Wattage ratings on a speaker are a little complicated... A 3W speaker is designed to handle a 3W amplifier operating at 3W peak with undistorted program material. Regular program material (voice or music) usually has an average power of about 1/10th the peak power... So, a 3W amp (at full undistorted volume) is putting-out about 0.3W average and the speaker can handle that. You could probably burn-out the 3W speaker with constant full-volume test tones, or with a distorted guitar.

Or, if you use an 8W amp with a 3W speaker and play it a full volume, you could burn-out the speaker. But as long as you don't "blast" the volume, you should be OK.
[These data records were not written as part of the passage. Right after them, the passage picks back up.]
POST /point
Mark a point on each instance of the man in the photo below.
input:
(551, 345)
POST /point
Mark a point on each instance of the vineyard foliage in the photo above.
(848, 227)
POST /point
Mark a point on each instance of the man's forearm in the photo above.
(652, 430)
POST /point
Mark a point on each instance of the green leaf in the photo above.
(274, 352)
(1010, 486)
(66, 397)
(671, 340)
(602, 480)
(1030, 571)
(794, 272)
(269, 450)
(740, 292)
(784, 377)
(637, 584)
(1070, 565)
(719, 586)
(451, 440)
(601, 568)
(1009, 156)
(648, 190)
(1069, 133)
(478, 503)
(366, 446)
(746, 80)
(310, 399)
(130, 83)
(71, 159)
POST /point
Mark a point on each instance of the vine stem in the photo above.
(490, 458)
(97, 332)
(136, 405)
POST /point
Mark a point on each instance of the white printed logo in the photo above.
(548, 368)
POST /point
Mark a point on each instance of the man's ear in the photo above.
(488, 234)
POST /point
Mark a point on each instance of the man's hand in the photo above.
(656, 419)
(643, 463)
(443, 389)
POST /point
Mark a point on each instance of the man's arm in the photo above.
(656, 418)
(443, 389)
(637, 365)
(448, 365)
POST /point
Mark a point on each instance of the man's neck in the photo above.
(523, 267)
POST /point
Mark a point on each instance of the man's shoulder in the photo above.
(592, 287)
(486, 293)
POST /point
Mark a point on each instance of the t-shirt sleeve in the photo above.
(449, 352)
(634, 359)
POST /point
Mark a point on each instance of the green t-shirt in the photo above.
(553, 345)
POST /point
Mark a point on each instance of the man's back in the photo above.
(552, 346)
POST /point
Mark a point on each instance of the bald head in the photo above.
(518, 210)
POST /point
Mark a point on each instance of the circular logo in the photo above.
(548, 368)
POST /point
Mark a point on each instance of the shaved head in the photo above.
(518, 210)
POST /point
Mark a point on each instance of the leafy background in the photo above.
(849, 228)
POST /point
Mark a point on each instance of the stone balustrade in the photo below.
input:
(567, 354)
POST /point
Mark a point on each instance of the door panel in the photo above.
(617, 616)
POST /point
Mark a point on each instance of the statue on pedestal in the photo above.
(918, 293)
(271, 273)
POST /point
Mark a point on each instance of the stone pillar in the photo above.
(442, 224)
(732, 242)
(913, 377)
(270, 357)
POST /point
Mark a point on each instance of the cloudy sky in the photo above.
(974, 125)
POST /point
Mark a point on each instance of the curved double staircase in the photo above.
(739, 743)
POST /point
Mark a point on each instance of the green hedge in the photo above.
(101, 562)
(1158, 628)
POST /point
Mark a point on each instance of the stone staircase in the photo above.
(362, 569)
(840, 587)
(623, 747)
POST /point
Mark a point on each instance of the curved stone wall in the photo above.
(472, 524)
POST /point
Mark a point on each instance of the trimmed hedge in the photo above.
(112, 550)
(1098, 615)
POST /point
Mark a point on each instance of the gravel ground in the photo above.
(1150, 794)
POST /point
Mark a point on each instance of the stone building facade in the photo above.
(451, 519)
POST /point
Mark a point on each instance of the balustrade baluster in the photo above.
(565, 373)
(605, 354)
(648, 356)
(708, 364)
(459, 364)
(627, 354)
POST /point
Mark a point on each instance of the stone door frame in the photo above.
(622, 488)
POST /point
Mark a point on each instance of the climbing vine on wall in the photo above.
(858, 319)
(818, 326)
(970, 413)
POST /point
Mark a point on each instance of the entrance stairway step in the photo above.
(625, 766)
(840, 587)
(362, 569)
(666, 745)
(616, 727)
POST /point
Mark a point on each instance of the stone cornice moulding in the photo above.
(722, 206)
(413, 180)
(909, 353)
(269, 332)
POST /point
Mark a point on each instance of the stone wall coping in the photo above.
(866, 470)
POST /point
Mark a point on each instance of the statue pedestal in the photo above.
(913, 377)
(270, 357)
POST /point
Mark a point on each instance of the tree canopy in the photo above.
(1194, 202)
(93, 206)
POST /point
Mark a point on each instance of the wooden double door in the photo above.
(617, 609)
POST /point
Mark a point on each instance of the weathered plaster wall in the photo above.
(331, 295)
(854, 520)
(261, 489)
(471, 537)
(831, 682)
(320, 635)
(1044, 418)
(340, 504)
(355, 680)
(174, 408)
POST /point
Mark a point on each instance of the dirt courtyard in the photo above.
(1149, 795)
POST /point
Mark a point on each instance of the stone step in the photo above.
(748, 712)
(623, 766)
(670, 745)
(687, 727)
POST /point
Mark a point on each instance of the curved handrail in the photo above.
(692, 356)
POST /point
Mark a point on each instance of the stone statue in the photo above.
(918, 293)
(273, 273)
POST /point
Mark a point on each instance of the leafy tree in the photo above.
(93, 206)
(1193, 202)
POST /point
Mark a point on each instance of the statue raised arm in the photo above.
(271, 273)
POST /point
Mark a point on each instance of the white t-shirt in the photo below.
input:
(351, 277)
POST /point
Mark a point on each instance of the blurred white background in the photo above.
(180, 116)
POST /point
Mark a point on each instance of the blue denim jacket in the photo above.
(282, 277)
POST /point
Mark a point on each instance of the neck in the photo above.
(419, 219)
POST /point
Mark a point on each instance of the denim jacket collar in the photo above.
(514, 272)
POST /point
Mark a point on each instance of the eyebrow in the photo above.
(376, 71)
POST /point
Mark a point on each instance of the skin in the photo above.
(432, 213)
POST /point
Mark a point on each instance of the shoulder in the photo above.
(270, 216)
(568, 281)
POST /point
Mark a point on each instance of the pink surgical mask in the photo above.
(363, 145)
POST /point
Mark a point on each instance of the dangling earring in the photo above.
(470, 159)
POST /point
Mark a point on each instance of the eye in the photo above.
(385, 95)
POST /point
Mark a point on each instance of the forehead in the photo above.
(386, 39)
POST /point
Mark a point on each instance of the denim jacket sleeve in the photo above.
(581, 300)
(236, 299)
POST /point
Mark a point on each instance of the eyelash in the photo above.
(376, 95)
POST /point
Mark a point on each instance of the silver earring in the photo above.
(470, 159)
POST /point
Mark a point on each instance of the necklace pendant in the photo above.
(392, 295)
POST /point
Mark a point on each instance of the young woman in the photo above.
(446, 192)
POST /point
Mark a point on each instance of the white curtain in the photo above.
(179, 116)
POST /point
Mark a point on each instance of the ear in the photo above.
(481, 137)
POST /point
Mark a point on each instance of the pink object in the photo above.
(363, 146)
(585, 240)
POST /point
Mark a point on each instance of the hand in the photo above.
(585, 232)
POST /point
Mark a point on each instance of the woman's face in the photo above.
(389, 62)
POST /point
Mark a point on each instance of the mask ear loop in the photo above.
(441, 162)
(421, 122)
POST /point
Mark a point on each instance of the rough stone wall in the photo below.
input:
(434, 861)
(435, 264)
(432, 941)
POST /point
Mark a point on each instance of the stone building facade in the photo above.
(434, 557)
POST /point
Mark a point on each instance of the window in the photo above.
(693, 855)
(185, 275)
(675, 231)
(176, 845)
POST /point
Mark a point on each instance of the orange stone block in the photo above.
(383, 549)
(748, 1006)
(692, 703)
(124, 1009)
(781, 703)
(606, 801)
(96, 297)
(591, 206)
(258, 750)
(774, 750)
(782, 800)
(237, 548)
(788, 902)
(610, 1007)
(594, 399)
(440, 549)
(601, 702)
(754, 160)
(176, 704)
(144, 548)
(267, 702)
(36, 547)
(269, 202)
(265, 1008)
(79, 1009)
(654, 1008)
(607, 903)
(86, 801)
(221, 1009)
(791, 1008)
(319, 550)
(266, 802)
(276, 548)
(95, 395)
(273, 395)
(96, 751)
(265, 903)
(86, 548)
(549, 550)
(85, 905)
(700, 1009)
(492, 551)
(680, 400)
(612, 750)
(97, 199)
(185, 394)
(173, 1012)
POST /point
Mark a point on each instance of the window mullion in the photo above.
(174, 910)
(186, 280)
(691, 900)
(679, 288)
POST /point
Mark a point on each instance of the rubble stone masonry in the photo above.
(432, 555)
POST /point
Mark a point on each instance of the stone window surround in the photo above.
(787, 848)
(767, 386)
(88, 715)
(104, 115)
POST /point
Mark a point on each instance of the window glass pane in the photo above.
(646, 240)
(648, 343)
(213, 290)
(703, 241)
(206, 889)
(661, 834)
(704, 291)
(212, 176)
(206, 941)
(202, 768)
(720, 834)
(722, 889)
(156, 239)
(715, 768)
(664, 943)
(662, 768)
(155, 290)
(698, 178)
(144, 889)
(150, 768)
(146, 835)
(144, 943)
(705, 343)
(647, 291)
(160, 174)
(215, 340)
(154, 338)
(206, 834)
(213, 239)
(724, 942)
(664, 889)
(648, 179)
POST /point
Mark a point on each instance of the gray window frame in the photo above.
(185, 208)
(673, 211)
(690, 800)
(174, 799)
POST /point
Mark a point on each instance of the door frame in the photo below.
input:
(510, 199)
You won't get 8W from a 9V battery. An AC waveform swings positive & negative, which means [theoretically[/b] you could get +4.5V and -4.5V

*peak.* But, an AC waveform only hits the peaks for an instant, and the RMS (a kind of average) is about .707 times the peak. If you could get the full 9V peak-to-peak voltage swing, that's about 3.18V RMS and you could get about 2.5 Watts into 4 Ohms. ...But, you'll get some "drop" through the amplifier so you won't get the full voltage, and the 9V battery can't supply that much power (voltage and current at the same time) and you'd be lucky to get 1W.

...less decibel range than the 4ohm 3 watts?

Only if the speakers have equal efficiency. If the spec is published, speakers are usually rated for a dBSPL rating with 1W at a distance of 1 Meter. (Technically, that's

*sensitivity*, not efficiency, but they are directly related.)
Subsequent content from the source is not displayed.